Ms. Lu, the former two-term vice president of the Republic of China, commonly known as Taiwan, spent the week in Washington as part of a extensive North American tour to promote her new, progressive media source, the Formosa Media Group, which discusses international policy and serves as a counterpublication to pro-Chinese business publications.

The slick and colorful weekly magazine and a soon-to-be created Web site feature articles and editorials from reporters and more than 100 scholars who promote Taiwan sovereignty and identity, she said during a visit to The Washington Times on Thursday.

Ms. Lu said she hopes the publication will bring more accountability to Taiwanese trade relations with the U.S. and China so that the island is not viewed as a “frog in a pen” by the international community.
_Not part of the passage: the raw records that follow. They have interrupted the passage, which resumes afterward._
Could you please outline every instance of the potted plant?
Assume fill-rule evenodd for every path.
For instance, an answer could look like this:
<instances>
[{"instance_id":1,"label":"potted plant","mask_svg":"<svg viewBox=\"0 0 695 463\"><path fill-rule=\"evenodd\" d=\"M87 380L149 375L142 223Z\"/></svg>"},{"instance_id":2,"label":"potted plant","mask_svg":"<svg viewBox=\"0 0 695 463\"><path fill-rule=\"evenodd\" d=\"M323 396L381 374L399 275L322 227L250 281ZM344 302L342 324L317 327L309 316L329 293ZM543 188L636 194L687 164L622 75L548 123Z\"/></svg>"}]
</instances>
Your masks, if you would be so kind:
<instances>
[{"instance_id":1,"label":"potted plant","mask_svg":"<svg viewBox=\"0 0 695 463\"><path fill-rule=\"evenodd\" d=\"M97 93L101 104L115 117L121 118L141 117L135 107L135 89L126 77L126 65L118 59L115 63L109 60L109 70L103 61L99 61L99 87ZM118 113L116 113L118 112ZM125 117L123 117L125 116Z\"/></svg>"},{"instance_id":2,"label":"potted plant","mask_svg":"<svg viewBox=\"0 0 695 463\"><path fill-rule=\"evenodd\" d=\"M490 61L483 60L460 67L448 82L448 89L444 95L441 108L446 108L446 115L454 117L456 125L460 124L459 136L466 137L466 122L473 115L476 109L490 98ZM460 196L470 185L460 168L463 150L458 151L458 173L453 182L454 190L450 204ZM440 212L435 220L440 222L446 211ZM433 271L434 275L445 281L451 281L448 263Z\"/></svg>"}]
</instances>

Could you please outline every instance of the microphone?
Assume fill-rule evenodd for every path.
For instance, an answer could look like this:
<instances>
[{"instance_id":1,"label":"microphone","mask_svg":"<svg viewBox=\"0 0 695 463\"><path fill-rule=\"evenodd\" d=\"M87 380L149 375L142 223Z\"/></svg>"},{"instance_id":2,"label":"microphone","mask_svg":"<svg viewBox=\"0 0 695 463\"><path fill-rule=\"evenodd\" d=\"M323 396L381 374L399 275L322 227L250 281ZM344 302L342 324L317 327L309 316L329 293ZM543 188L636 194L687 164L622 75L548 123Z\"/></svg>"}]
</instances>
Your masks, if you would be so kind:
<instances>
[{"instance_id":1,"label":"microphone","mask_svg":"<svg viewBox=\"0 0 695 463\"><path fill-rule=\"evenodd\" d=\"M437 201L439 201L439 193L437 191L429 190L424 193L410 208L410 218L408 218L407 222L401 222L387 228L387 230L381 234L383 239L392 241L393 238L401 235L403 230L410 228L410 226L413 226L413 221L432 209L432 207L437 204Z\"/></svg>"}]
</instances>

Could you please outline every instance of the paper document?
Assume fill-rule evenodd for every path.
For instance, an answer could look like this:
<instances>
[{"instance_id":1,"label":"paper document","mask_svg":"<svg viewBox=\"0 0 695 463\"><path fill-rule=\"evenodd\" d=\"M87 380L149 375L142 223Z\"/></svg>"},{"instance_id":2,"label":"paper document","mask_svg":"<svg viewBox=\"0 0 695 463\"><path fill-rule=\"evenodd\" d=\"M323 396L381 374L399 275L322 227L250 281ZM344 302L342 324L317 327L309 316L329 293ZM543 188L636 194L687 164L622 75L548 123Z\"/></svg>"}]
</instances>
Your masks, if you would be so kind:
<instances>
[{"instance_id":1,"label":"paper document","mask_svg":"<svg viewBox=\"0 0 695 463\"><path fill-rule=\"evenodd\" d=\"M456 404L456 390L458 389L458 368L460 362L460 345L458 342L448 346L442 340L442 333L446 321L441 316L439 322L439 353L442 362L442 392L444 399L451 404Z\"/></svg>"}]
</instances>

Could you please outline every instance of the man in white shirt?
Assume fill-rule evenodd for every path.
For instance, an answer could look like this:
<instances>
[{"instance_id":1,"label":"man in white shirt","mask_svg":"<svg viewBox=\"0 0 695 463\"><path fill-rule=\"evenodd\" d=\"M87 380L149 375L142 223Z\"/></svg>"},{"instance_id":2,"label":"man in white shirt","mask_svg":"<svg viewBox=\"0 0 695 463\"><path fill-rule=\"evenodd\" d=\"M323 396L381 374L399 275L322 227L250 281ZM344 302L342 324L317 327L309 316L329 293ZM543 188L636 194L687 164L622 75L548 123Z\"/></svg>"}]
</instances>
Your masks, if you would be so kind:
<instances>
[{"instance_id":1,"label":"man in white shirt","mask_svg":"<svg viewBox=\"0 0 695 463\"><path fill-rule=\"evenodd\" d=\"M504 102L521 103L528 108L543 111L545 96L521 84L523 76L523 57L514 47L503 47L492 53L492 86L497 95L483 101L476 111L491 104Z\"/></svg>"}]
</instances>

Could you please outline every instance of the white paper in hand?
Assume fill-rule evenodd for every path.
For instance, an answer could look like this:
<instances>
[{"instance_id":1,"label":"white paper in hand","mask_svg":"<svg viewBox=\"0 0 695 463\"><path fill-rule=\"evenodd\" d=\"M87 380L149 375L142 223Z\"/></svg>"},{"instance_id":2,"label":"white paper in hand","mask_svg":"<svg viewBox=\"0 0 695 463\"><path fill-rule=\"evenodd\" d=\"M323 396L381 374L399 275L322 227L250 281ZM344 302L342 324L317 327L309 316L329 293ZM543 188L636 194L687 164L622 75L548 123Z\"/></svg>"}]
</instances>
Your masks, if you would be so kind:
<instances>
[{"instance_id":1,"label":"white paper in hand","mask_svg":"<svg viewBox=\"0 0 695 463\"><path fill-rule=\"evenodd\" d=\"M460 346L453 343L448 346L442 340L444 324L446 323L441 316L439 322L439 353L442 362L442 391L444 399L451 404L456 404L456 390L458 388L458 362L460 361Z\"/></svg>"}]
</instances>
Although she maintains that longtime foes mainland China and Taiwan are now “relatives and neighbors,” she also said Formosa media will follow how much money goes into China - and how much comes back to Taiwan. Cross-strait trade between the two countries has increased dramatically in recent years.

She has outspokenly battled Beijing for years, and state media in mainland China are familiar with Ms. Lu’s charges against their country, labeling her “insane” and “scum of the earth.”

Ms. Lu has a long history creating controversy by standing up at home for women’s rights and human rights and by championing internationally Taiwan’s independence, welfare and sovereign rights.

After receiving a master’s degree in comparative law from the University of Illinois at Urbana-Champaign in 1971, Ms. Lu became Taiwan’s leading women’s rights activist. She received her master of laws degree from Harvard in 1978 and returned to Taiwan to promote the democracy movement. In 1979, she was arrested and sentenced to 12 years in prison for sedition under the country’s martial law.

Granted medical parole in 1985, she continued to work for women’s rights, democracy and international recognition for Taiwan. In 1993, she became an opposition Democratic Progressive Party legislator. Ms. Lu was appointed national policy adviser in 1996 by President Lee Teng-hui and later served as Taoyuan county magistrate from 1997 to 2000.

In 2000, she was elected as the nation’s first female vice president, winning re-election in 2004. Ms. Lu, whose Taiwanese first name is Hsiu-lien, was also Taiwan’s first elected vice president to adopt a Western first name.